Sentenza di Cassazione Penale Sez. 6 Num. 17850 Anno 2024
Penale Sent. Sez. 6 Num. 17850 Anno 2024
Presidente: COGNOME NOME
Relatore: COGNOME NOME
Data Udienza: 04/04/2024
SENTENZA
sul ricorso proposto da COGNOME NOME, nato a Grottole DATA_NASCITA
avverso la sentenza del 14/4/2023 emessa dalla Corte di appello di Potenza visti gli atti, la sentenza e il ricorso;
udita la relazione del consigliere NOME COGNOME;
lette le conclusioni formulate dal Pubblico Ministero, in persona del AVV_NOTAIO generale NOME AVV_NOTAIO, che ha chiesto di dichiarare inammissibile il ricorso;
letta la memoria depositata dall’AVV_NOTAIO, il quale ha chiesto l’accoglimento del ricorso.
RITENUTO IN FATTO
1. La Corte di appello di Potenza confermava la condanna dell’imputato per il reato di abuso d’ufficio, commesso nella qualità di dirigente del Comune di
Garaguso, revocando una precedente ordinanza con la quale era stata ordinata la rimozione della recinzione posta a chiusura di una strada interpoderale, in violazione dell’art. 20 della I. reg. n. 47 del 2000, in tal modo arrecando un ingiusto vantaggio ai proprietari del terreno sul quale la predetta strada insisteva e con conseguente danno nei confronti dei titolari dei terreni cui la strada consentiva l’accesso.
Avverso tale sentenza, il ricorrente ha formulato tre motivi di impugnazione.
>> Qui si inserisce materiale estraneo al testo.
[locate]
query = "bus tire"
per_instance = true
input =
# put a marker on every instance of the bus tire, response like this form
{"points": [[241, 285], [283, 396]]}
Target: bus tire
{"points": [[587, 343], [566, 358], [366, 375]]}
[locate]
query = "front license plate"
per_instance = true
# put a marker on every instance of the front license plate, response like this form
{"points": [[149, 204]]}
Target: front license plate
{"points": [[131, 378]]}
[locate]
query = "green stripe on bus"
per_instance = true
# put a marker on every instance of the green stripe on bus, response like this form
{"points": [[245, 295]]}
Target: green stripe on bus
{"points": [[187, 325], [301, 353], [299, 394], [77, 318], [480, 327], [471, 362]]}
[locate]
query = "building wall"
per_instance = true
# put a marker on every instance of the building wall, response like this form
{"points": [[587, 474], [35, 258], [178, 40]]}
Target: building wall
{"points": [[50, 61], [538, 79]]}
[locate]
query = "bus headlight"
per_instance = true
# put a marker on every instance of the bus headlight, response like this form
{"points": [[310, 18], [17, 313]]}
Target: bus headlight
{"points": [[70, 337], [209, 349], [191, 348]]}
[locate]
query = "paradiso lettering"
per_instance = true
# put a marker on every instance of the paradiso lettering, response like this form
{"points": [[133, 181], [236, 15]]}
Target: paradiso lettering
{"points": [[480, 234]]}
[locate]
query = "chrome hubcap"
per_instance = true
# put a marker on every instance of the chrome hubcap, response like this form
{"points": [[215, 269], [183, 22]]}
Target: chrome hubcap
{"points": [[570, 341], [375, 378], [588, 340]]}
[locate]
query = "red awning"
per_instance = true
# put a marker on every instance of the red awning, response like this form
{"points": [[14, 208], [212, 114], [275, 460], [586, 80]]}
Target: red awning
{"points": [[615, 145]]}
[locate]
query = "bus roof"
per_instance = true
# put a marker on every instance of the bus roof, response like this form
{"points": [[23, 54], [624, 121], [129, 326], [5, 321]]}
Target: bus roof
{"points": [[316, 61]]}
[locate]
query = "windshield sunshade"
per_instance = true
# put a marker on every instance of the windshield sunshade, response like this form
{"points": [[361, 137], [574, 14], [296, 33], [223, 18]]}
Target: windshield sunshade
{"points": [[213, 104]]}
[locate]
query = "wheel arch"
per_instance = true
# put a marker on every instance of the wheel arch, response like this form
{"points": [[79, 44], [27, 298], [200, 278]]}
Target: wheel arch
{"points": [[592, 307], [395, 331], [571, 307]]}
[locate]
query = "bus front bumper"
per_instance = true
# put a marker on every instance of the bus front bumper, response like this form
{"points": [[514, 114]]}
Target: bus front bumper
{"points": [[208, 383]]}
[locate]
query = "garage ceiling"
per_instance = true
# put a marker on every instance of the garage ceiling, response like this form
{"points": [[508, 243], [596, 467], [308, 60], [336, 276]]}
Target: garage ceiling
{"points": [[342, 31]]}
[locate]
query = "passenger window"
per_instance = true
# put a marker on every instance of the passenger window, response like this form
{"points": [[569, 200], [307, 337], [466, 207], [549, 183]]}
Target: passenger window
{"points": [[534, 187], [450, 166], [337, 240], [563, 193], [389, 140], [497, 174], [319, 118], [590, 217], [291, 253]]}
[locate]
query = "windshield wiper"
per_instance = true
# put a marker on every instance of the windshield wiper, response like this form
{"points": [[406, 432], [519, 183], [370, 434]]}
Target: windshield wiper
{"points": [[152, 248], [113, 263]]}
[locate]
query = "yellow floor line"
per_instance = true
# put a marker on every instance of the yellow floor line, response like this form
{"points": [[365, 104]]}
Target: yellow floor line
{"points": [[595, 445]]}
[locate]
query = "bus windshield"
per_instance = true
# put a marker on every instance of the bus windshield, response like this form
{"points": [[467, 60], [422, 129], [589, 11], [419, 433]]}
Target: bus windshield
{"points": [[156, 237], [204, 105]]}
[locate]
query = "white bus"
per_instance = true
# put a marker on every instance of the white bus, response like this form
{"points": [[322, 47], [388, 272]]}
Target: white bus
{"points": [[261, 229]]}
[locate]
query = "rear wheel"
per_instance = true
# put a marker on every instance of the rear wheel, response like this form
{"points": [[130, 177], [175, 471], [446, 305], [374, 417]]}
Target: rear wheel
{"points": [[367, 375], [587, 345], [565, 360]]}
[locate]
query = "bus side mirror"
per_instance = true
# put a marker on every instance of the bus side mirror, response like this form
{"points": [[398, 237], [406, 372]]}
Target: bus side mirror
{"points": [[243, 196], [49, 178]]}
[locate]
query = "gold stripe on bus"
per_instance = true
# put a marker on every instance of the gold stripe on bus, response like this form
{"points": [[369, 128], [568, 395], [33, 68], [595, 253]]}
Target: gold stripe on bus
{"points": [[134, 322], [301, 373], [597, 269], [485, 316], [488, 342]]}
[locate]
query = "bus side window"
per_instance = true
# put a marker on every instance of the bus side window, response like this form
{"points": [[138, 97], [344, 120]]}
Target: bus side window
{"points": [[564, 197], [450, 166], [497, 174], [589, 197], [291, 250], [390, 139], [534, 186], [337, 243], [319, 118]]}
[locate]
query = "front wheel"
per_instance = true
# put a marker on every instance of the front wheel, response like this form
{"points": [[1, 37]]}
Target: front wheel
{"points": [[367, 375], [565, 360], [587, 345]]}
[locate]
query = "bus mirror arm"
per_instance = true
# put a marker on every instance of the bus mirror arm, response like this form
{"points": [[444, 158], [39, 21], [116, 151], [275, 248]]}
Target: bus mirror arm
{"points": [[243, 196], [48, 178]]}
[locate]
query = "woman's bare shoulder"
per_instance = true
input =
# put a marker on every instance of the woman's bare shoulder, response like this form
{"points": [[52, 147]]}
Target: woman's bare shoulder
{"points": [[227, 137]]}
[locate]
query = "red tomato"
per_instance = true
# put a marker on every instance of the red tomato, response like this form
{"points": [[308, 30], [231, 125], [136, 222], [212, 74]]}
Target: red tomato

2.1. Con il primo motivo, deduce la violazione dell’art. 323 cod. pen., rappresentando che la nuova formulazione della norma incriminatrice presuppone la violazione di specifiche regole di condotta, espressamente previste dalla legge. Nel caso in esame, l’imputato aveva legittimamente esercitato il potere di autotutela con riguardo ad una precedente ordinanza (con la quale era stata ordinata la rimozione della recinzione), sulla base di una valutazione necessariamente caratterizzata da profili di discrezionalità, dovendosi stabilire se l’area controversa fosse o meno adibita a transito.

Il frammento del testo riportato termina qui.